Andrew DeFranzadiretor executivo da Casas Harborlightrelembrou sua experiência quando Harborlight se uniu a Comunidades Farol para converter o antiga Beverly High School/Briscoe Middle School. Eles pagaram cerca de US$ 600 mil pelo prédio em 2019, após alguns anos de debate comunitário sobre o que deveria ser feito com o espaço.
“Você tinha o pessoal do espaço aberto [who] queria preservar o espaço aberto, o campo e o parque. Você tinha pessoas históricas que queriam manter o prédio. Havia pessoas que queriam moradias acessíveis e que a comunidade artística queria que tivesse um propósito artístico”, disse DeFranza, que estimou que foram necessários pelo menos cinco anos para decidir o que fazer com o edifício. Houve várias propostas por mais dinheiro, mas nenhuma delas correspondia às prioridades da cidade. Felizmente, o prefeito, a Câmara Municipal e o Departamento de Planejamento apoiaram um pedido de propostas que correspondessem aos objetivos da comunidade.
Em última análise, a cidade preservou e manteve ambas as peças de espaço aberto. Todos concordaram com nenhuma adição, sem demolição e com a preservação total da história do edifício, incluindo o teatro como um gesto para a comunidade artística. Eles escolheram 85 unidades acessíveis para idosos e seis estúdios de trabalho/ao vivo para artistas. Em 2024, a escola reabriu como Beverly Village para viver e artes.
Para realizar os projetos, dizem os especialistas, as cidades precisam tornar o processo mais tranquilo.

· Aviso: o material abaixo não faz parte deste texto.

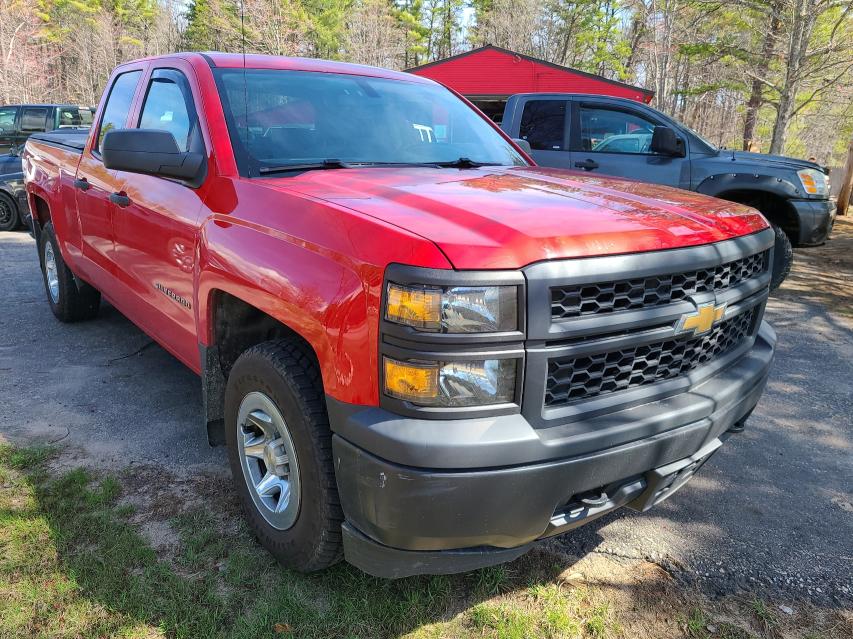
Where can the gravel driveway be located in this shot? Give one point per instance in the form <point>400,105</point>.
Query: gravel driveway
<point>772,512</point>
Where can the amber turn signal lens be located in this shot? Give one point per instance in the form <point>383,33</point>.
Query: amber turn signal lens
<point>417,307</point>
<point>410,382</point>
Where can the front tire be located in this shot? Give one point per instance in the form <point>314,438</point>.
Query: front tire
<point>783,257</point>
<point>9,216</point>
<point>69,301</point>
<point>280,453</point>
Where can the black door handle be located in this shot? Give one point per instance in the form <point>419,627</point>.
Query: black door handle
<point>120,199</point>
<point>587,165</point>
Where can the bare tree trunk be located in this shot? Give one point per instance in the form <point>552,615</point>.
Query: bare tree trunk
<point>846,182</point>
<point>802,25</point>
<point>756,96</point>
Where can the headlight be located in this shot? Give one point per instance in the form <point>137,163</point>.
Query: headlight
<point>814,182</point>
<point>453,309</point>
<point>451,384</point>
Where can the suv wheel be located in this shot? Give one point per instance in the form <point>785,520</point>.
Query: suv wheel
<point>8,213</point>
<point>280,453</point>
<point>783,258</point>
<point>69,301</point>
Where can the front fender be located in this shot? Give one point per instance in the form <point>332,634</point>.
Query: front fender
<point>719,184</point>
<point>317,269</point>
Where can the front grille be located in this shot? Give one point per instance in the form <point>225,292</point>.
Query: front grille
<point>622,295</point>
<point>575,378</point>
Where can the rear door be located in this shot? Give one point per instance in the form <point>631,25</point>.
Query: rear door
<point>544,123</point>
<point>613,139</point>
<point>8,118</point>
<point>97,186</point>
<point>156,225</point>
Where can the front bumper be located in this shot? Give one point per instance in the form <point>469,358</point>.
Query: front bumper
<point>459,512</point>
<point>816,218</point>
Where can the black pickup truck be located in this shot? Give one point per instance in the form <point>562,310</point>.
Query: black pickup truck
<point>616,136</point>
<point>17,123</point>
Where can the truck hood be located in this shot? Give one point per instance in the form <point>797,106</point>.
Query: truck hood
<point>508,217</point>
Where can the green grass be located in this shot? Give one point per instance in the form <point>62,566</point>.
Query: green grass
<point>73,564</point>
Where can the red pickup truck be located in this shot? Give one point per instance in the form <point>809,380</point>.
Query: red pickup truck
<point>423,352</point>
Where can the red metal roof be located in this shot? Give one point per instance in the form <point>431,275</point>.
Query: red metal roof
<point>492,71</point>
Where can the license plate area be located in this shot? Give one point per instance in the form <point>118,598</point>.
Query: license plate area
<point>663,482</point>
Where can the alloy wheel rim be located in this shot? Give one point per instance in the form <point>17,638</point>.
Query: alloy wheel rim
<point>268,460</point>
<point>50,272</point>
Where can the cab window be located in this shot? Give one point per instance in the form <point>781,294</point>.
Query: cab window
<point>543,124</point>
<point>118,104</point>
<point>169,107</point>
<point>7,119</point>
<point>613,131</point>
<point>33,119</point>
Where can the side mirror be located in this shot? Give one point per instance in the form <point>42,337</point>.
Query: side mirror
<point>152,152</point>
<point>524,144</point>
<point>665,142</point>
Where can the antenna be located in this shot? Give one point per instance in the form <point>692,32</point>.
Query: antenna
<point>245,85</point>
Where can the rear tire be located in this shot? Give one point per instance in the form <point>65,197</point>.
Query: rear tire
<point>9,215</point>
<point>69,301</point>
<point>783,257</point>
<point>280,443</point>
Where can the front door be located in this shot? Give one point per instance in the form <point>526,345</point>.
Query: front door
<point>156,224</point>
<point>616,141</point>
<point>96,186</point>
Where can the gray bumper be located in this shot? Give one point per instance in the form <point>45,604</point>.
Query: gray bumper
<point>451,516</point>
<point>816,219</point>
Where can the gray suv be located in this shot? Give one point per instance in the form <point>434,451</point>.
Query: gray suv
<point>616,136</point>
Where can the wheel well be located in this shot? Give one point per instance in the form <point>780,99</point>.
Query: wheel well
<point>236,327</point>
<point>775,208</point>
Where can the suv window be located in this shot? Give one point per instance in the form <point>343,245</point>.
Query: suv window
<point>118,104</point>
<point>33,119</point>
<point>543,124</point>
<point>169,107</point>
<point>614,131</point>
<point>7,118</point>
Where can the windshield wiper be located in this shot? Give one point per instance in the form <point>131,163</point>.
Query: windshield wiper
<point>330,163</point>
<point>465,163</point>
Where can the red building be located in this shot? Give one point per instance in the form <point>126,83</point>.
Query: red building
<point>489,75</point>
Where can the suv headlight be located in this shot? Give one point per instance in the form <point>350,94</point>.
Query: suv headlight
<point>814,182</point>
<point>453,309</point>
<point>451,384</point>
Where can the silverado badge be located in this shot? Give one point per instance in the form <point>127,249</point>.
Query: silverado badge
<point>701,320</point>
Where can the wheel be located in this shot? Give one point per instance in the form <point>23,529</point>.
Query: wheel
<point>280,453</point>
<point>69,301</point>
<point>783,258</point>
<point>9,218</point>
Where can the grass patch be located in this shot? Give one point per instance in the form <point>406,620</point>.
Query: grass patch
<point>72,564</point>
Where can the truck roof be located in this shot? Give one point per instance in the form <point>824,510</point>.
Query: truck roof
<point>219,60</point>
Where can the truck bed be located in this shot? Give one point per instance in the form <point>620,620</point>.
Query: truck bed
<point>69,139</point>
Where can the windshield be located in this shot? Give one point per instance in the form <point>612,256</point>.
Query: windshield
<point>282,117</point>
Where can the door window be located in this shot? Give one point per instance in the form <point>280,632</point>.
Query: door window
<point>73,117</point>
<point>169,107</point>
<point>33,119</point>
<point>612,131</point>
<point>118,104</point>
<point>543,124</point>
<point>7,119</point>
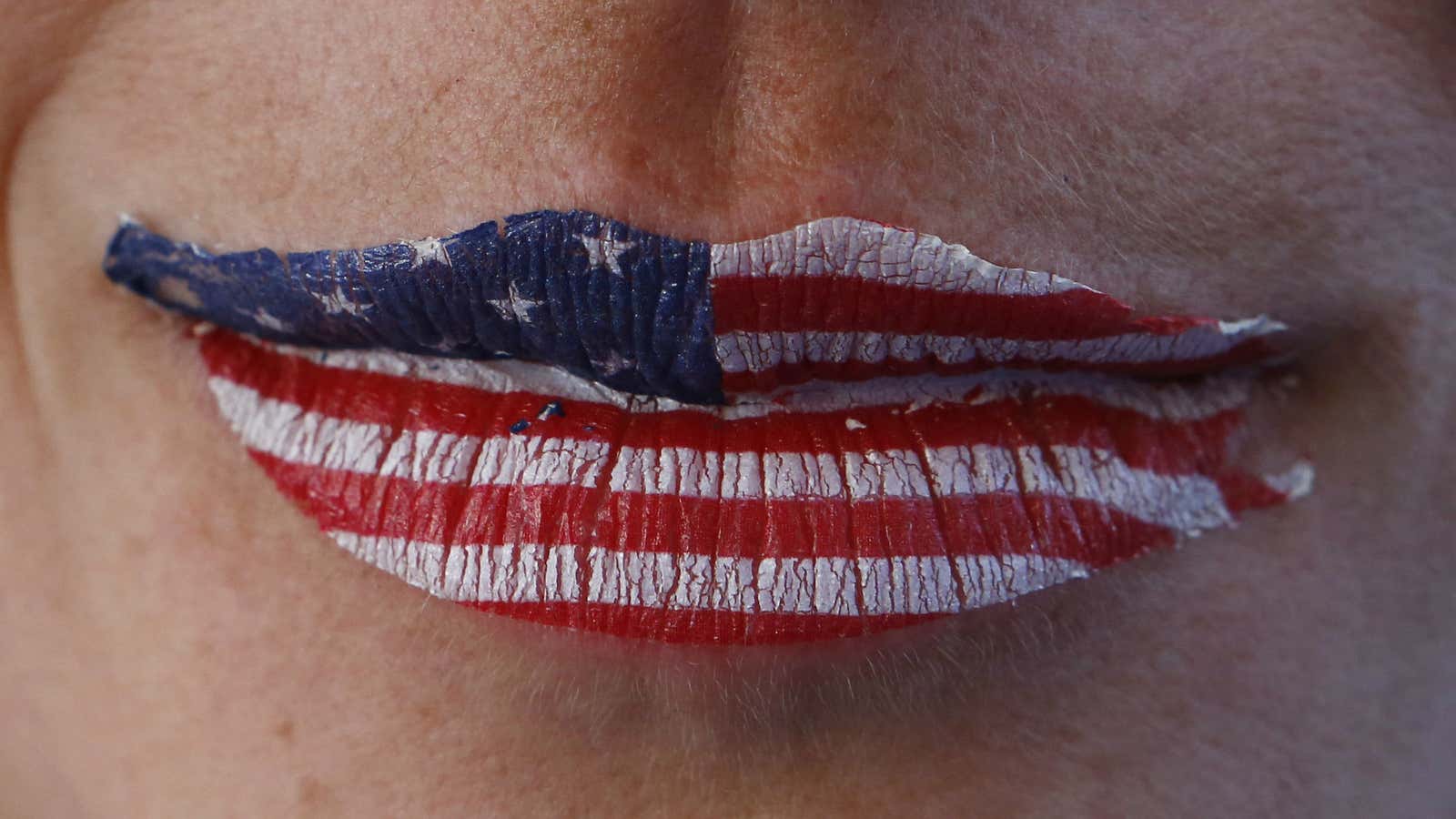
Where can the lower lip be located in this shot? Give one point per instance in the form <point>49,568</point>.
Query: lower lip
<point>521,490</point>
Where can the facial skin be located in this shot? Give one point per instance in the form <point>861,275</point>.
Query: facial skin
<point>175,639</point>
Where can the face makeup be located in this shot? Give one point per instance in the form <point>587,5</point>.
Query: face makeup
<point>829,431</point>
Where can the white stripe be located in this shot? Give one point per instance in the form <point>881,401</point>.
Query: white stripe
<point>1187,503</point>
<point>310,439</point>
<point>844,586</point>
<point>756,351</point>
<point>1159,401</point>
<point>866,249</point>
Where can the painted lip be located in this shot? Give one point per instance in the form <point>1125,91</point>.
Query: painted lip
<point>834,430</point>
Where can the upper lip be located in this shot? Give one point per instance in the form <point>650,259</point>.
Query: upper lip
<point>834,299</point>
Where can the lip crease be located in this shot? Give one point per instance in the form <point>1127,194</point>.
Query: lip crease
<point>830,431</point>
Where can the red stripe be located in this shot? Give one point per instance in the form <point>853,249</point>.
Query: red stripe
<point>844,303</point>
<point>561,515</point>
<point>399,402</point>
<point>785,373</point>
<point>713,627</point>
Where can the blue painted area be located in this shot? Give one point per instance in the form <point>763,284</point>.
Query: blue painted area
<point>592,295</point>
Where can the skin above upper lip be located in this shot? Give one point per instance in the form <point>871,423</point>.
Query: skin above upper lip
<point>829,431</point>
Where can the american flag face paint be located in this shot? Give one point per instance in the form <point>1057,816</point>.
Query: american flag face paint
<point>829,431</point>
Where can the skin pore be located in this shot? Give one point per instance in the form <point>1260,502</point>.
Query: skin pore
<point>175,639</point>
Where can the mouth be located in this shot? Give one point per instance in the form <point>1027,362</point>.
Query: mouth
<point>832,431</point>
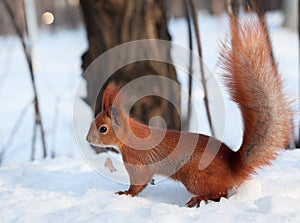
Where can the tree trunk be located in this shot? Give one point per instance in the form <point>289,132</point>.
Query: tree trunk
<point>110,23</point>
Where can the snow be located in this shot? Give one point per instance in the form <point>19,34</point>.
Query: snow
<point>70,188</point>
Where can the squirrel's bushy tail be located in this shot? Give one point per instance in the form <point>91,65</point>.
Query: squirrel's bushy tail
<point>255,85</point>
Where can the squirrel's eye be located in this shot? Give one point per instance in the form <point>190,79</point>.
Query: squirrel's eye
<point>103,129</point>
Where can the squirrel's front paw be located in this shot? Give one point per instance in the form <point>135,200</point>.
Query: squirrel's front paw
<point>126,192</point>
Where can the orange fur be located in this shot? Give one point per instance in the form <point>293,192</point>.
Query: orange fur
<point>254,84</point>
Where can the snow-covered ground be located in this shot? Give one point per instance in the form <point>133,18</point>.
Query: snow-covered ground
<point>67,189</point>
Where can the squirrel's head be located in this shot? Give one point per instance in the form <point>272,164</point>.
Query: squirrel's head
<point>108,126</point>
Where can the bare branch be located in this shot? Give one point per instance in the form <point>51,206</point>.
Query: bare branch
<point>197,32</point>
<point>27,53</point>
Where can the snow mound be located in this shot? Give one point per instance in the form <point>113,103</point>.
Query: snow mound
<point>68,190</point>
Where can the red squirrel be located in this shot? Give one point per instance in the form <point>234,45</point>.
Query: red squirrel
<point>254,84</point>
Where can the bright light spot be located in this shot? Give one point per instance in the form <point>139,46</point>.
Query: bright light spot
<point>48,18</point>
<point>73,2</point>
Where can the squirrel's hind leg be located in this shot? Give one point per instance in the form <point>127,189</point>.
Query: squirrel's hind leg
<point>195,201</point>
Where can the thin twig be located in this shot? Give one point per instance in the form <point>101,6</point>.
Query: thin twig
<point>38,120</point>
<point>15,129</point>
<point>197,32</point>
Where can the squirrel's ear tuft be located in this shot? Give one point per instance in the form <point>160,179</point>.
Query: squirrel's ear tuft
<point>109,95</point>
<point>116,116</point>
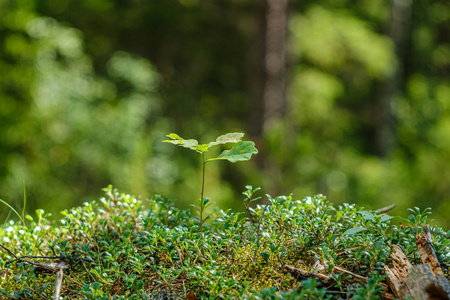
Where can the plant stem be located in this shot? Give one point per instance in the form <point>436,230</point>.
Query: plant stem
<point>202,192</point>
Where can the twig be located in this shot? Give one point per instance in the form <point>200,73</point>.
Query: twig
<point>9,251</point>
<point>385,209</point>
<point>259,231</point>
<point>58,283</point>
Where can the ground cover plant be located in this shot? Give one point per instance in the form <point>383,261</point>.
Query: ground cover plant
<point>124,247</point>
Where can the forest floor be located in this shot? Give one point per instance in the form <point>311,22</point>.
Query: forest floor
<point>124,247</point>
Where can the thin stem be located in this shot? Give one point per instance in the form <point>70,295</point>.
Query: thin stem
<point>202,192</point>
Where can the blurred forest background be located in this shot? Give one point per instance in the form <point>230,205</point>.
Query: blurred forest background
<point>346,98</point>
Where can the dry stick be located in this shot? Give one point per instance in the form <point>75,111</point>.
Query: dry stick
<point>259,231</point>
<point>9,251</point>
<point>385,209</point>
<point>58,283</point>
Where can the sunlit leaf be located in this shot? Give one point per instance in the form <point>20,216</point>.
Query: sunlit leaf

“Não basta que os municípios disponibilizem esses imóveis por meio de edital ou licitação. Eles precisam de ser defensores da habitação”, disse Stein, observando que isto significa trabalhar com os promotores em questões como direitos, infra-estruturas e fundos correspondentes para tornar estes projectos uma prioridade para a comunidade. “Isso é o que é preciso para transformar uma escola antiga em uma habitação estável e de qualidade e em um contribuinte de imposto sobre a propriedade.”
Quanto ao Favale, a escola acabou. Ele vendeu a unidade de um quarto de sua antiga escola primária em dezembro. Mas ele não vai longe.
“Estou no quintal de East Boston”, disse Favale. “Estou em Winthrop.”
Megan Johnson pode ser contatada em [email protected].